Das US-Markenamt macht in einem jahrzehntelangen Rechtsstreit eine unerwartete Rückwärtsrolle und spricht Kuba die Rechte am Rum zu.
Seit 1994 streiten das Unternehmen Bacardí und Kubas Regierung um die Rechte an einer Rummarke. Die US-Behörden schlagen mit der Annäherung beider Länder plötzlich neue Wege ein.

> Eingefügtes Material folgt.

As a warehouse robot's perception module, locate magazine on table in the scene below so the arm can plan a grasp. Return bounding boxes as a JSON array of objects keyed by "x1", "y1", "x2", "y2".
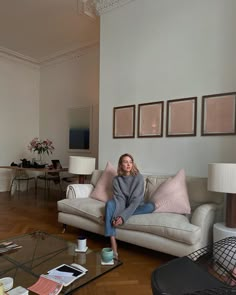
[
  {"x1": 0, "y1": 241, "x2": 22, "y2": 254},
  {"x1": 28, "y1": 264, "x2": 87, "y2": 295}
]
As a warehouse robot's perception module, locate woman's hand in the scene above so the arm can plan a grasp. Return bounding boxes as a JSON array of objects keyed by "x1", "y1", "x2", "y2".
[{"x1": 112, "y1": 216, "x2": 124, "y2": 227}]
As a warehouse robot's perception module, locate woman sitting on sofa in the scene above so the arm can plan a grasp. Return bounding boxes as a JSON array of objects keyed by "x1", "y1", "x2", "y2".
[{"x1": 105, "y1": 154, "x2": 155, "y2": 258}]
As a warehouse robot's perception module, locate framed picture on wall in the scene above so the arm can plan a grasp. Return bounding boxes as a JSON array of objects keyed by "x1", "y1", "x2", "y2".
[
  {"x1": 138, "y1": 101, "x2": 164, "y2": 137},
  {"x1": 113, "y1": 105, "x2": 135, "y2": 138},
  {"x1": 166, "y1": 97, "x2": 197, "y2": 137},
  {"x1": 68, "y1": 106, "x2": 92, "y2": 152},
  {"x1": 201, "y1": 92, "x2": 236, "y2": 136}
]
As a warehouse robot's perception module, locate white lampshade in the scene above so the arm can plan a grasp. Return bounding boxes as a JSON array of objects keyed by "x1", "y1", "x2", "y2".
[
  {"x1": 208, "y1": 163, "x2": 236, "y2": 194},
  {"x1": 69, "y1": 156, "x2": 96, "y2": 175}
]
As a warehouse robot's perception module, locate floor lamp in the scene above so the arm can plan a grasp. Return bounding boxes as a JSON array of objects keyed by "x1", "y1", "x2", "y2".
[
  {"x1": 68, "y1": 156, "x2": 96, "y2": 183},
  {"x1": 208, "y1": 163, "x2": 236, "y2": 228}
]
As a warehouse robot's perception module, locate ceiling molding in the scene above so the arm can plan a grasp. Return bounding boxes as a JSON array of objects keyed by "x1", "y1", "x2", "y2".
[
  {"x1": 0, "y1": 46, "x2": 39, "y2": 65},
  {"x1": 95, "y1": 0, "x2": 134, "y2": 15},
  {"x1": 40, "y1": 42, "x2": 99, "y2": 66},
  {"x1": 0, "y1": 42, "x2": 99, "y2": 66}
]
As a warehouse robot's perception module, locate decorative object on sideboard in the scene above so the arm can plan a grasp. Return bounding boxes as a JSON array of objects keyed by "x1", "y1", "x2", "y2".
[
  {"x1": 208, "y1": 163, "x2": 236, "y2": 228},
  {"x1": 28, "y1": 137, "x2": 55, "y2": 164},
  {"x1": 68, "y1": 156, "x2": 96, "y2": 183}
]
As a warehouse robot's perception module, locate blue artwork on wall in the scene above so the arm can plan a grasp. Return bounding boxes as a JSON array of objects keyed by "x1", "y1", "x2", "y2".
[{"x1": 69, "y1": 128, "x2": 89, "y2": 150}]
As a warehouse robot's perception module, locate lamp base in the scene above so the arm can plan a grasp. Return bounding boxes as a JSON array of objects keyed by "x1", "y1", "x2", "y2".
[{"x1": 225, "y1": 193, "x2": 236, "y2": 228}]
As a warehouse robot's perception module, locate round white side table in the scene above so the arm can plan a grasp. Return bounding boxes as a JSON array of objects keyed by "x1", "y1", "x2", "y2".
[{"x1": 213, "y1": 222, "x2": 236, "y2": 243}]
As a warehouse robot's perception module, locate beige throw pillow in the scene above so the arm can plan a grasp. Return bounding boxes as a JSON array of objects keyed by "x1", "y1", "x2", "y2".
[
  {"x1": 151, "y1": 169, "x2": 191, "y2": 214},
  {"x1": 90, "y1": 162, "x2": 117, "y2": 202}
]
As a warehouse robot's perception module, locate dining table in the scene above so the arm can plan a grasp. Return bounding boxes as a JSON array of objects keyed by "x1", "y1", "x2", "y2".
[{"x1": 0, "y1": 165, "x2": 68, "y2": 194}]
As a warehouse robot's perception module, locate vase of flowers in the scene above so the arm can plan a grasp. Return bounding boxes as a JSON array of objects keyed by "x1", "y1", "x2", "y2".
[{"x1": 28, "y1": 137, "x2": 55, "y2": 164}]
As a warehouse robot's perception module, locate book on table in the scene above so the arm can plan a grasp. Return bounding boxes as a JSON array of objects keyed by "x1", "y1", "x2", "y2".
[{"x1": 28, "y1": 264, "x2": 86, "y2": 295}]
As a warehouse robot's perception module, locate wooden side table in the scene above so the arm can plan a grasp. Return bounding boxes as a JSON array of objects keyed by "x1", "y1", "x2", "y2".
[{"x1": 213, "y1": 222, "x2": 236, "y2": 243}]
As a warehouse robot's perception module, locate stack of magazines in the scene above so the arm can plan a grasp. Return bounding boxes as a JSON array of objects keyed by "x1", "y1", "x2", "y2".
[{"x1": 0, "y1": 241, "x2": 22, "y2": 254}]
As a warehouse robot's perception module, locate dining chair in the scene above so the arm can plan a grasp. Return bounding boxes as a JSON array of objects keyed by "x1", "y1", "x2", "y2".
[
  {"x1": 10, "y1": 170, "x2": 37, "y2": 195},
  {"x1": 36, "y1": 172, "x2": 62, "y2": 193}
]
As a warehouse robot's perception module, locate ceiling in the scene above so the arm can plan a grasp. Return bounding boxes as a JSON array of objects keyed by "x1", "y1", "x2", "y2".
[{"x1": 0, "y1": 0, "x2": 100, "y2": 63}]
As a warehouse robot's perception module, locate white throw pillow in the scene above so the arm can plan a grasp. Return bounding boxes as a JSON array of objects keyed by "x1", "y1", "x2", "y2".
[
  {"x1": 90, "y1": 162, "x2": 117, "y2": 202},
  {"x1": 150, "y1": 169, "x2": 191, "y2": 214}
]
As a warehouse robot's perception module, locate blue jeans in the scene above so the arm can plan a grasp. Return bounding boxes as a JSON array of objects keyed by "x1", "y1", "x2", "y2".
[{"x1": 105, "y1": 199, "x2": 155, "y2": 237}]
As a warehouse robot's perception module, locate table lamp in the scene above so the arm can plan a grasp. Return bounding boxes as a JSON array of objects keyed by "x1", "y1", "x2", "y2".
[
  {"x1": 68, "y1": 156, "x2": 96, "y2": 183},
  {"x1": 208, "y1": 163, "x2": 236, "y2": 228}
]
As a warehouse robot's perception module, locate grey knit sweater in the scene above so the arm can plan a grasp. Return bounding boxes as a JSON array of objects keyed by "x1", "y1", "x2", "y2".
[{"x1": 113, "y1": 173, "x2": 144, "y2": 222}]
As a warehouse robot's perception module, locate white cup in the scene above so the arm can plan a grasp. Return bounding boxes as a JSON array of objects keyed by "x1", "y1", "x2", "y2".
[{"x1": 77, "y1": 236, "x2": 87, "y2": 251}]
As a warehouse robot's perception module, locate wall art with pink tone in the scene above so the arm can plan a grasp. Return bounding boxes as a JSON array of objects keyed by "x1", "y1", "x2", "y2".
[
  {"x1": 113, "y1": 105, "x2": 135, "y2": 138},
  {"x1": 137, "y1": 101, "x2": 164, "y2": 137},
  {"x1": 166, "y1": 97, "x2": 197, "y2": 137},
  {"x1": 201, "y1": 92, "x2": 236, "y2": 136}
]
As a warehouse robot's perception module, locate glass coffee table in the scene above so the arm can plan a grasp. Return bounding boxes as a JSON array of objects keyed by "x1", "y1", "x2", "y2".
[{"x1": 0, "y1": 231, "x2": 122, "y2": 294}]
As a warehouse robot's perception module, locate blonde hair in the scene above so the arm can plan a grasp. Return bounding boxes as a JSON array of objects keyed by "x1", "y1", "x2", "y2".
[{"x1": 117, "y1": 153, "x2": 139, "y2": 176}]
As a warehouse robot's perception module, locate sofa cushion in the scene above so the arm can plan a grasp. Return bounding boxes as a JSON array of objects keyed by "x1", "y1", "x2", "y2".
[
  {"x1": 57, "y1": 198, "x2": 105, "y2": 222},
  {"x1": 90, "y1": 162, "x2": 117, "y2": 202},
  {"x1": 122, "y1": 213, "x2": 201, "y2": 245},
  {"x1": 150, "y1": 169, "x2": 191, "y2": 214}
]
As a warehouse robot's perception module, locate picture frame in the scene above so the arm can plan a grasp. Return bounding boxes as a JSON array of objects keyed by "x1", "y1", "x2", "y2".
[
  {"x1": 113, "y1": 105, "x2": 135, "y2": 138},
  {"x1": 68, "y1": 106, "x2": 93, "y2": 154},
  {"x1": 201, "y1": 92, "x2": 236, "y2": 136},
  {"x1": 137, "y1": 101, "x2": 164, "y2": 138},
  {"x1": 166, "y1": 96, "x2": 197, "y2": 137}
]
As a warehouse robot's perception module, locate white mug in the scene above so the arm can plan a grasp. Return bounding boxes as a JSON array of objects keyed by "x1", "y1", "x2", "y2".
[{"x1": 77, "y1": 236, "x2": 87, "y2": 251}]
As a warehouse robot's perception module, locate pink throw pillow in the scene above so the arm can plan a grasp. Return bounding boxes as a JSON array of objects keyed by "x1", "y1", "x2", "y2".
[
  {"x1": 151, "y1": 169, "x2": 191, "y2": 214},
  {"x1": 90, "y1": 162, "x2": 117, "y2": 202}
]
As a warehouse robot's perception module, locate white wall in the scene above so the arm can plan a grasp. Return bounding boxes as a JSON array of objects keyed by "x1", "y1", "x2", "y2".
[
  {"x1": 39, "y1": 46, "x2": 99, "y2": 167},
  {"x1": 99, "y1": 0, "x2": 236, "y2": 176},
  {"x1": 0, "y1": 55, "x2": 40, "y2": 191}
]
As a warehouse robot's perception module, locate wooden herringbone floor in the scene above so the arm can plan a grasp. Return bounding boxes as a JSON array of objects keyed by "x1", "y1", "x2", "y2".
[{"x1": 0, "y1": 190, "x2": 173, "y2": 295}]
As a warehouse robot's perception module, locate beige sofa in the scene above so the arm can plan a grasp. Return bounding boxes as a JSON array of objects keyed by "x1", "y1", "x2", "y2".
[{"x1": 58, "y1": 170, "x2": 224, "y2": 256}]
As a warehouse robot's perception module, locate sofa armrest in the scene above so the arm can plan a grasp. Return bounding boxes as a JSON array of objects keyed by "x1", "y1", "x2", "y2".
[
  {"x1": 191, "y1": 203, "x2": 217, "y2": 228},
  {"x1": 66, "y1": 183, "x2": 94, "y2": 199}
]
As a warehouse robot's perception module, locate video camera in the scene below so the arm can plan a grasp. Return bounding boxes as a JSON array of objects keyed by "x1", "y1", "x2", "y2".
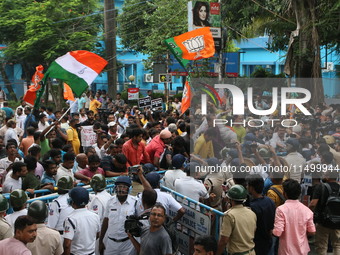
[
  {"x1": 124, "y1": 214, "x2": 149, "y2": 237},
  {"x1": 128, "y1": 165, "x2": 140, "y2": 174}
]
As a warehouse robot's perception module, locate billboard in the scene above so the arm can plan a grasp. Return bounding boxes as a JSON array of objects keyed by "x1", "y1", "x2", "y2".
[
  {"x1": 168, "y1": 52, "x2": 239, "y2": 77},
  {"x1": 188, "y1": 1, "x2": 221, "y2": 38}
]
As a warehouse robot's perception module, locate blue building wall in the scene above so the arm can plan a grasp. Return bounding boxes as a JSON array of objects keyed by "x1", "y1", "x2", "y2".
[
  {"x1": 235, "y1": 36, "x2": 340, "y2": 97},
  {"x1": 92, "y1": 0, "x2": 182, "y2": 94}
]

In Zukunft könnte auch in den USA wieder »Havana Club«-Rum drin sein, wo »Havana Club«-Rum draufsteht. Beinahe unbemerkt beendete in der vergangenen Woche das U.S. Patent- und Markenamt einen mehr als zwei Jahrzehnte andauernden Rechtsstreit um die Marke.
Die Regierungsbehörde sprach die US-Lizenz an Kubas berühmtester Rummarke etwas überraschend der kubanischen Regierung zu und nahm damit eine Politik zurück, die Havanna bisher die Markenrechte in den USA verweigert hatte. Das Urteil dürfte die langjährigen Spannungen zwischen dem Unternehmen Bacardí und Kubas Regierung neu entfachen - vor allem mit Blick auf den lukrativen US-Markt, sollte die US-Blockade gegen Kuba irgendwann aufgehoben werden.
Bacardís Vizepräsident Rick Wilson zeigte sich von der Entscheidung der US-Behörde überrascht und enttäuscht. Das Unternehmen werde alle zur Verfügung stehenden Mittel einsetzen, die Entscheidung anzufechten. »Es ist erschreckend, dass diese Regierung der kubanischen Regierung die Lizenz für Vermögenswerte gewährt, die beschlagnahmt wurden«, fluchte Wilson in Richtung der Obama-Administration.
Allerdings gelten die Lizenzrechte nur bis zum 27. Januar. Das hängt damit zusammen, dass sie jeweils für zehn Jahre vergeben werden - zuletzt im Jahr 2006. Cubaexport und das französische Unternehmen Pernod Ricard, die über ein Joint Venture »Havana Club« außerhalb der USA vertreiben, haben aber bereits eine Verlängerung bis 2026 beantragt und zeigten sich zuversichtlich, diese nun auch zu erhalten. Wirtschaftliche Auswirkungen hat die Entscheidung ohnehin zunächst kaum, da Kuba wegen der US-Blockadebestimmungen keinen Rum in den USA vertreiben darf. Aber das kann sich im Zuge der Annäherung beider Länder bald ändern.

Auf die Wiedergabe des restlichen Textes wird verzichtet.